Safina and Venus knocked out out of China Open

BEIJING, (Reuters) – World number one Dinara Safina  was upset 7-5 7-6 by local wild card Zhang Shuai in the second  round of the China Open yesterday, leaving Serena Williams one  victory away from reclaiming top spot in the rankings.  

Serena’s sister Venus, the world number three, also had a  bad day, losing to Russian teenager Anastasia Pavlyuchenkova for  the second week in a row, this time 3-6 6-1 6-4.  

Serena just needs to beat Ekaterina Makarova in her second  round match at the Olympic tennis centre on Tuesday to move up  from number two after Safina crumbled in the face of a fierce  onslaught from the 226th ranked Zhang.  

Safina, who lost her opening match at last week’s Pan  Pacific Open to a qualifier, made 20 unforced errors and 12  double faults before leaving the centre court in tears. Her  post-match news conference was cancelled. 
   
 Bad losses  

“I’m just having some bad losses right now,” the Russian  said in a statement released by organisers.  

“So many matches that are very close, ones that I should  win, having set points or match points every time. It’s very  disappointing. I would like to take a break now, and I’m very  upset with myself.”  

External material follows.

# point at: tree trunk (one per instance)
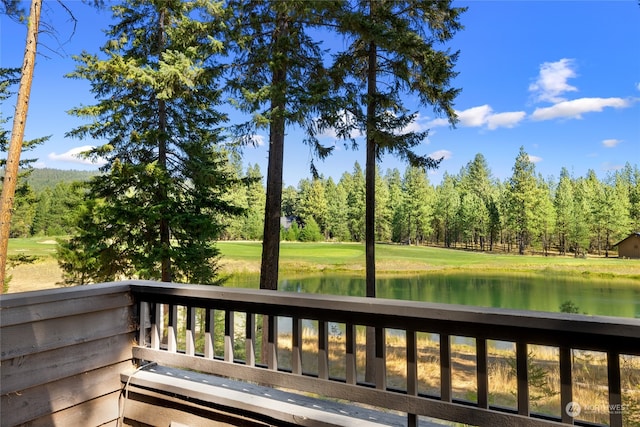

Zhang, 20, had won the first WTA main draw match of her  career in the first round on Sunday.  

“I wasn’t thinking about the result, I was just thinking  about learning as much as I could from her,” she said. “She was  not on her best form, she was impatient and made lots of  mistakes.”  

Pavlyuchenkova, the world number 39 dominated the final two  sets of the match to claim her second win over seven-times grand  slam winner Venus after last Monday’s upset in Tokyo.  

“She played really well, unfortunately sometimes I made  errors too soon in the play,” Williams, 29, said in a brief news  conference.  

Williams began well but got an inkling of the fight that was  to come when her 18-year-old opponent took her to six deuces as  she was serving for the first set.  

“She started way     aggressive today. She wanted to kill me, I guess,” Pavlyuchenkova said. “I had nothing to lose. I just  tried to move her around as much as I could, just hit as hard as  I could in the court and just enjoy the match.”